Week of February 15, 2026

This Week's Top Videos

Claude Opus 4.6 vs GPT-5.3 Codex: How I shipped 93,000 lines of code in 5 days

By How I AI Podcast

Developer claims to have shipped 93,000 lines of code in 5 days using OpenAI's new GPT-5.3 Codex and Anthropic's Claude Opus 4.6 models. OpenAI's new Codex desktop app introduces Git-native workflows with work trees for parallel agent development, while positioning skills as first-class visual components. This represents a massive leap in AI-assisted development velocity that could redefine how fast teams can iterate.

The New Way To Build A Startup

By Y Combinator

The best startups are now "20x companies"—tiny teams beating 100x larger competitors through total internal automation. Anthropic engineers manage 3-8 Claude instances each, while 5-person GigaML closed DoorDash against 100+ engineer competitors. Smart founders are building AI teammates, unified dashboards, and custom agents for every employee before hiring humans.

Waymo Co-CEO on the Road to 1 Million Robotaxi Rides a Week

By Bloomberg Technology

Waymo just raised $16B at $126B valuation after hitting 400k paid rides weekly across 6 cities—quadrupling 2025 trips to 15M total. With 90% fewer serious injury crashes than human drivers across 127M miles, they're expanding to 20 cities this year including NYC and international launches in London and Tokyo.

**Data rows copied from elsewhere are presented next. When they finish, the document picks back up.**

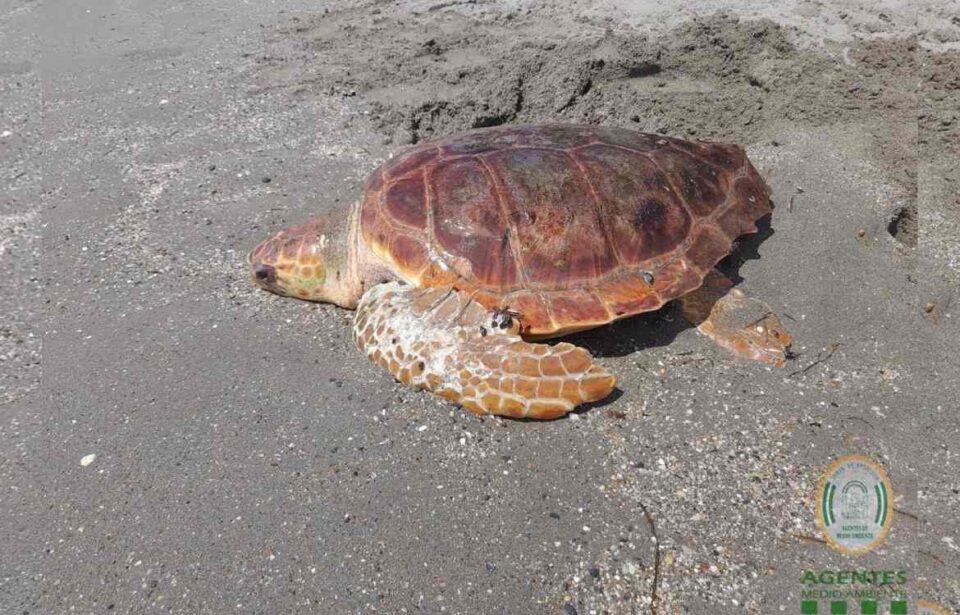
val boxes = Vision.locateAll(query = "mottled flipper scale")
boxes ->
[677,270,793,367]
[354,282,616,419]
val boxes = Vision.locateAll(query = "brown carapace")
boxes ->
[251,124,791,418]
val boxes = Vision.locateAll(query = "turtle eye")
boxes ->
[253,263,277,284]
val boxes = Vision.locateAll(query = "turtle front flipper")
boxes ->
[677,270,793,367]
[353,282,616,419]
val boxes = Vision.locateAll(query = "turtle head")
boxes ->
[248,217,355,307]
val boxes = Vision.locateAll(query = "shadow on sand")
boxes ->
[566,215,774,360]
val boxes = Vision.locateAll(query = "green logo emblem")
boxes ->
[917,600,950,615]
[817,455,893,555]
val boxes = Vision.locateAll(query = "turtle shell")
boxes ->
[360,124,770,337]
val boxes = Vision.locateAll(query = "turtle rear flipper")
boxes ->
[354,282,616,419]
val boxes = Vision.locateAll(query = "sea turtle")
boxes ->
[249,124,792,419]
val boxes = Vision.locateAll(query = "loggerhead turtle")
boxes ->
[249,124,792,419]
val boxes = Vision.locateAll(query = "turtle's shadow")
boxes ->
[566,214,774,357]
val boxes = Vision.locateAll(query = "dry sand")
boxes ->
[0,0,960,615]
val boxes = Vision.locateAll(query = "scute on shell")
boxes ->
[360,124,770,337]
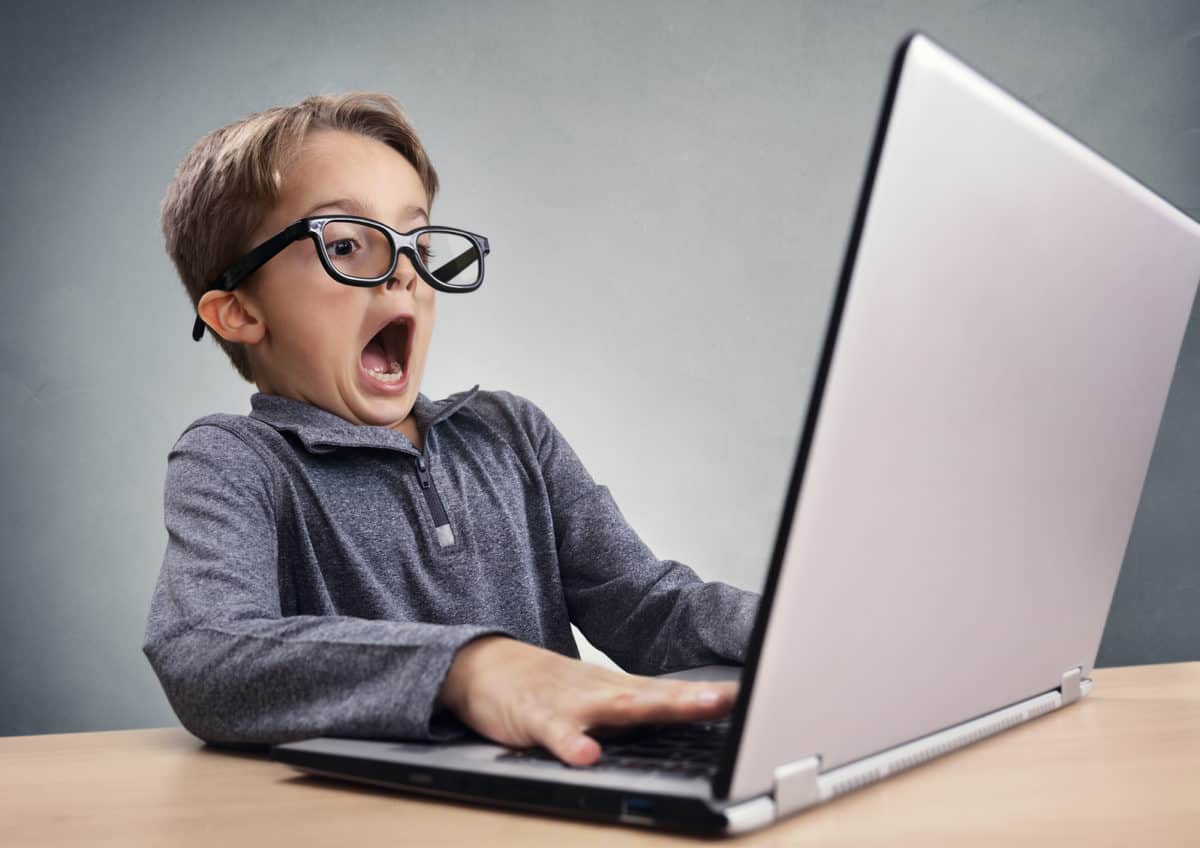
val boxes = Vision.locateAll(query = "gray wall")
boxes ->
[0,0,1200,734]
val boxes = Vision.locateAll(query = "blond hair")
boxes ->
[160,91,438,383]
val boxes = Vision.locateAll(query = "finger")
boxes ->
[533,718,600,765]
[641,680,738,722]
[584,678,738,728]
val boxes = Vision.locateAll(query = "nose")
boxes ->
[384,253,420,291]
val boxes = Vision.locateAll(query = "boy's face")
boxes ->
[242,130,434,438]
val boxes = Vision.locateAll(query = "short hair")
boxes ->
[160,91,438,383]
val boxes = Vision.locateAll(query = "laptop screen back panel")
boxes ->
[716,35,1200,798]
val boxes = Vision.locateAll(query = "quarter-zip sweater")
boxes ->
[143,385,758,744]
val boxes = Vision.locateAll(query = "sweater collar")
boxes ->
[250,384,479,453]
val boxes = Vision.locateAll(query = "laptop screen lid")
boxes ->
[714,34,1200,798]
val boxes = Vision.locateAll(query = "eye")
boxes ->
[325,239,358,257]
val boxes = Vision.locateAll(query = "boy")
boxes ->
[143,92,758,765]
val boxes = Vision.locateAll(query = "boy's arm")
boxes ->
[524,399,758,674]
[143,426,503,744]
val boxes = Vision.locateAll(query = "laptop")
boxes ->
[271,32,1200,835]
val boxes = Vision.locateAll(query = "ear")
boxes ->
[196,291,266,344]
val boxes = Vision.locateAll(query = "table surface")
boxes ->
[0,662,1200,848]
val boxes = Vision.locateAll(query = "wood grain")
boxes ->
[0,662,1200,848]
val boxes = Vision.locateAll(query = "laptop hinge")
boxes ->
[1058,666,1084,706]
[774,756,821,816]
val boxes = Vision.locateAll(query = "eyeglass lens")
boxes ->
[323,221,482,288]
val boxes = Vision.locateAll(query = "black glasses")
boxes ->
[192,215,491,342]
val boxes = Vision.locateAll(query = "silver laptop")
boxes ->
[271,32,1200,834]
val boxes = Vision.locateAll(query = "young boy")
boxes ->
[143,92,758,765]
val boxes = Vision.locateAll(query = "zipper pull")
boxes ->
[416,456,430,489]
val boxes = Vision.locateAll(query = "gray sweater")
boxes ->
[143,385,758,744]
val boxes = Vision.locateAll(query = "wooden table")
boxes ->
[0,662,1200,848]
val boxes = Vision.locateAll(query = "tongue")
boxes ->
[361,336,389,371]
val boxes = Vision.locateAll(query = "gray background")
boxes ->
[0,0,1200,735]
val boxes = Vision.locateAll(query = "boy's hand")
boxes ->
[438,636,738,765]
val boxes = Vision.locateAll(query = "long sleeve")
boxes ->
[143,426,504,744]
[526,399,758,674]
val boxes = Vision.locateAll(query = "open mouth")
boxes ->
[359,317,412,383]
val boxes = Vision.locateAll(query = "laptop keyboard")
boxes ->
[499,717,730,777]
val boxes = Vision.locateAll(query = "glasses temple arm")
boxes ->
[192,221,308,342]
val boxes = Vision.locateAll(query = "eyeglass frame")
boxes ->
[192,215,491,342]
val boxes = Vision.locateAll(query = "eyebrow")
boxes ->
[300,197,430,221]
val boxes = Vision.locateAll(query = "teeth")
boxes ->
[368,360,404,383]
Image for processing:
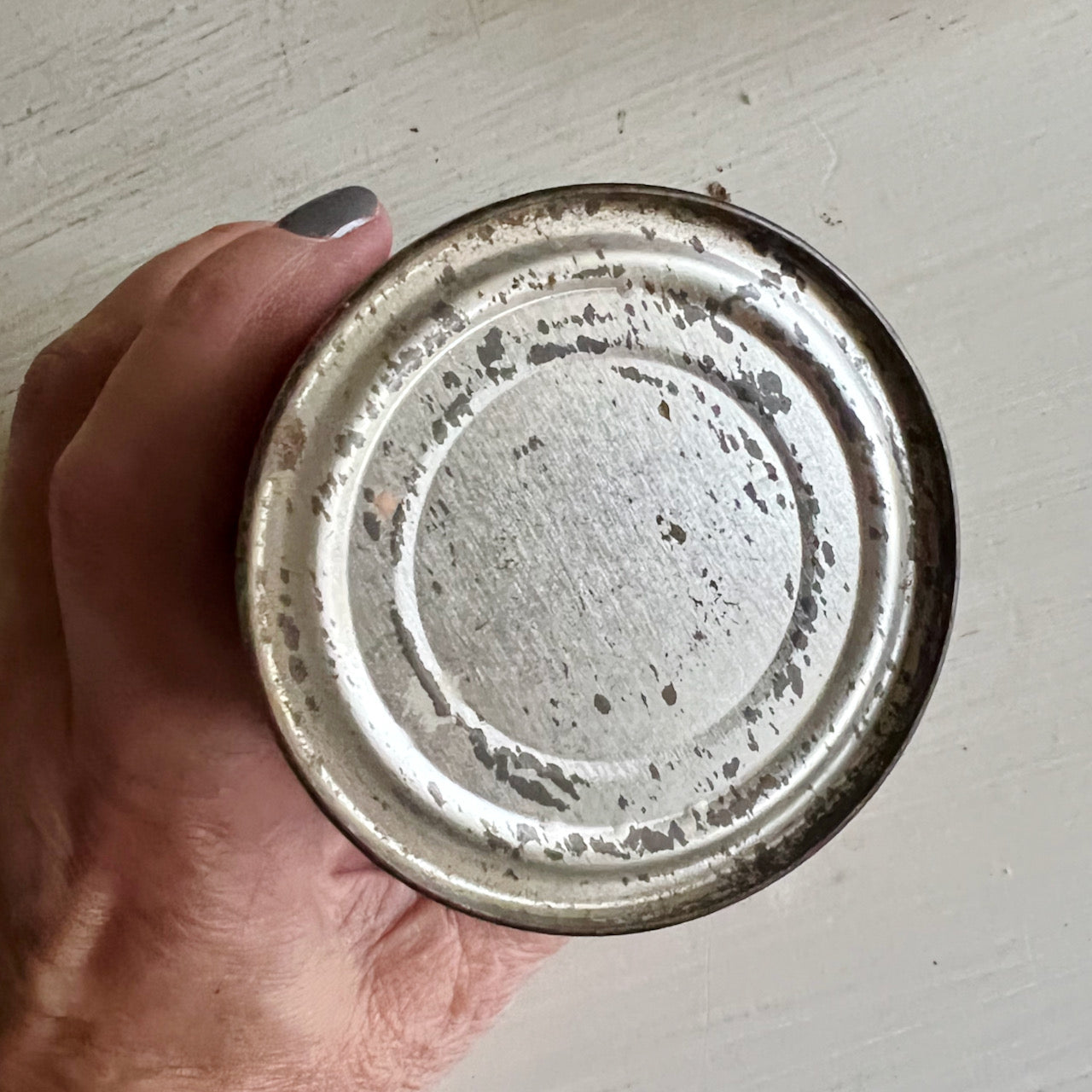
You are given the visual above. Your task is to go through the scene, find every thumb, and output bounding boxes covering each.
[50,187,391,702]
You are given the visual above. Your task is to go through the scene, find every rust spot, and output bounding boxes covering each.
[276,417,307,471]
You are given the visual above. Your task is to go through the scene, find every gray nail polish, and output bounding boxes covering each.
[276,186,379,239]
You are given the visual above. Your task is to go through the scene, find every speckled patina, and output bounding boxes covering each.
[241,187,956,932]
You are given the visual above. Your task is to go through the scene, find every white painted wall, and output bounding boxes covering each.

Once You Learn This, Clients Stop Choosing Your Competitors

By The Futur

Nike's underdog pitch to Michael Jordan reveals the ultimate competitive strategy: teach prospects exactly what questions to ask your competitors about their biggest weaknesses. By prepping Jordan's mom to ask Converse "how will Michael stand out?" and Adidas "who's really in charge?", Nike positioned their rivals' strengths as fatal flaws. This psychological warfare tactic is crucial for startups competing against established players.

Every programming language teaches us something

By GitHub

A language designer reveals why every successful programming language—from Python's AI dominance to Rust's borrow checker innovation—teaches us something valuable. Languages only survive if they solve real problems, making cross-language learning essential for any serious developer. This matters now because the fastest way to level up your technical skills is studying what made each language successful.